Profile Information
Name :Prince
Email :kushwahaprince418@gmail.com
University :Krishna engineering college, Ghaziabad, Uttar Pradesh
Github Link :https://github.com/Prince-kushwaha
Github Username :Prince-kushwaha
Linkedin :https://www.linkedin.com/in/prince-kushwaha-bb80a8198/
Other communication modes : Zulip
Location during GSoC: Gurugram, Harayana, India
Typical working hours (include your timezone) : Between 3 pm to 1 am UTC +5:30
Synopsis
Short summary describing your project and how it will benefit Wikimedia projects
Project document: https://phabricator.wikimedia.org/T304826
Campaigns are an integral part of the Wikimedia community aimed to encourage new and existing users to contribute data/information to the repository. Therefore, it is essential to understand the impact and the user retention of such campaigns. The goal of this project is to develop a metrics dashboard that provides insights on user retention over different time intervals. To achieve this, an ETL pipeline should be built that ingests and processes data from the relevant sources into a graph-feedable format. Insightful graphs are created from this data which are displayed to the user.
Possible Mentor(s)
@Jayprakash12345: https://phabricator.wikimedia.org/p/Jayprakash12345/
@KCVelaga: https://phabricator.wikimedia.org/p/KCVelaga/
@Sadads: https://phabricator.wikimedia.org/p/Sadads/
Implementation
Metrics for the selected campaigns are to be updated on a periodical basis. The proposal is to create a new service that handles data ingestion from Wikimedia's common database (or any other source), processing and rendering the required plots.
Application
A Python application is created that handles the required processing. The web framework that serves the UI requests is built on the Python-based Flask framework.
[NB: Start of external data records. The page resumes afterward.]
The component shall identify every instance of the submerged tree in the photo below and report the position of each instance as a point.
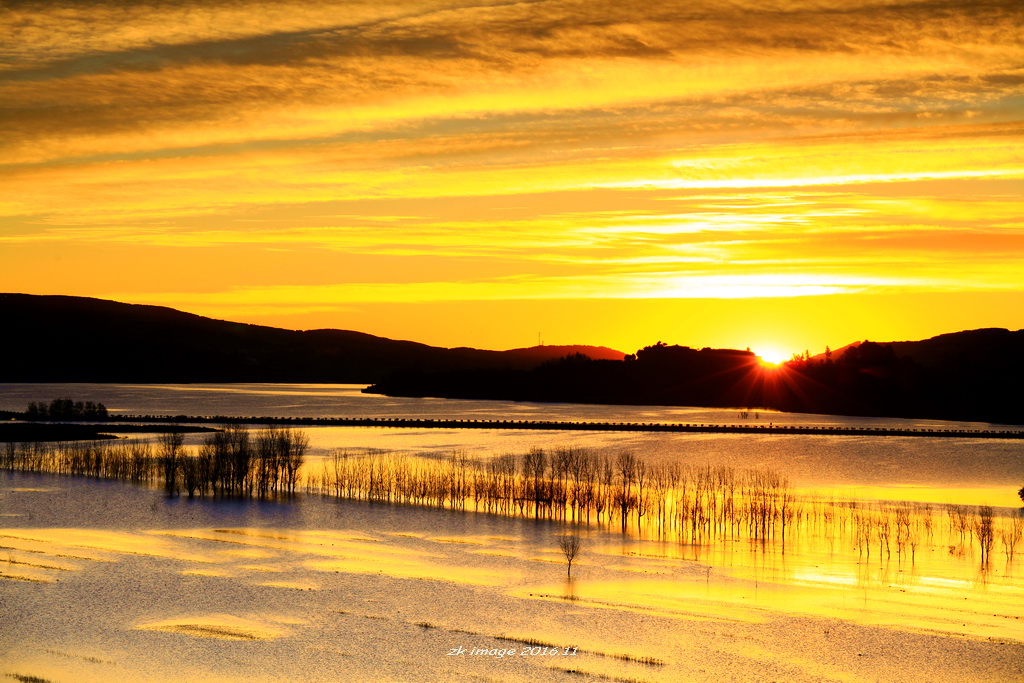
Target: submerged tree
(569, 545)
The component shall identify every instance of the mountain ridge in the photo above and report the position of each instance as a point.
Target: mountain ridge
(62, 338)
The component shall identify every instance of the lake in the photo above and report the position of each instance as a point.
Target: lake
(107, 581)
(936, 470)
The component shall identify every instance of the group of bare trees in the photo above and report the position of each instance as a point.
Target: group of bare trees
(694, 505)
(574, 484)
(231, 462)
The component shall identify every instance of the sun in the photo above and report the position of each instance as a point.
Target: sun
(772, 356)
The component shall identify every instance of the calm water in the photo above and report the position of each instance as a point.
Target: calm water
(941, 470)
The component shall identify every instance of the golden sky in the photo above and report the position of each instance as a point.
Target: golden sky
(774, 174)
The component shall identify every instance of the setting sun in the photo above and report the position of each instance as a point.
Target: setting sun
(771, 356)
(586, 170)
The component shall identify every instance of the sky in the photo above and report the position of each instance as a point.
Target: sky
(780, 174)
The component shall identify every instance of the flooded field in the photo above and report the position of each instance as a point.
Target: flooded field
(426, 555)
(107, 581)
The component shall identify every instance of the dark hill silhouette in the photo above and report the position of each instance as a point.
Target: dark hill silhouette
(77, 339)
(973, 375)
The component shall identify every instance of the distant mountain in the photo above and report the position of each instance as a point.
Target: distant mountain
(974, 375)
(969, 346)
(77, 339)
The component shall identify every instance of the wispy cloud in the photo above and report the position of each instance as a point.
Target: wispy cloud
(568, 147)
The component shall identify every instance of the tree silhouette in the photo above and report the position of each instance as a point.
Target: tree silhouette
(569, 545)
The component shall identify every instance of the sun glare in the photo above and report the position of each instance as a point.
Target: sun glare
(771, 356)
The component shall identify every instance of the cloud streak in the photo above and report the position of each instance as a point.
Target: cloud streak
(571, 148)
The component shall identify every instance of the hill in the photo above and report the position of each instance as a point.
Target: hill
(78, 339)
(972, 375)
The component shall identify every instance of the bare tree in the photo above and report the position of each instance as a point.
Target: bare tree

The service can be run on-demand or as a cron job.
Cron job
The function of the cron job would be to query the database for campaign timeline to check whether any campaign has ended 1 month ago, 3 months ago, or 6 months ago. With this information, the user data for the corresponding campaigns are retrieved to calculate the retention statistics to render the required charts.
This job is triggered daily/weekly depending on the requirements.
Database
A database is required to store the retention statistics either as rendered images for static graphs or as raw data that can be readily consumed by the front-end application. The structure/type of the database depends on the data that is expected to be stored.
Static | Raw data |
Quicker load times | Slower load times because the graphs have to be rendered using the data before displaying it to the UI |
Does not allow user interactivity | Allows user interactivity |
Storage space depends on the quality of the images expected | Storage space depends on the size of the aggregated data |
ETL pipeline
An Extract-Transform-Load pipeline is developed within the main application that is responsible for data ingestion, cleaning, processing, and aggregation. Numpy and Pandas libraries are used as data containers throughout the pipeline. Numpy provides fast data manipulation whereas Pandas allows the data to be present in an easily accessible form.
Input
Input to this pipeline is structured/raw data about users who are active (see active user criteria) for a given campaign.
Output
The end result is neatly structured, aggregated data pertaining to each of the campaigns that are being tracked.
Visualization library
The library responsible for rendering the charts can be a mix of libraries selected from the pool of Matplotlib, Plotly, Seaborn, and Bokeh. The decision of which library would be used for which graph purely depends on the quality and the interactivity expected from the graph. For example, to render a choropleth map, Plotly is a great tool that provides users with ready-made interactivity features like pan, zoom, hover, etc.
Deliverables
The following would be delivered at the end of the program:
- A functional web application server, complete with database, authentication, and other integrations.
- A responsive user interface with the required (interactive) charts that display the user retention data.
- Detailed documentation and guide to work on the developed codebase.
- Detailed test reports for the end-to-end test suite and load tests.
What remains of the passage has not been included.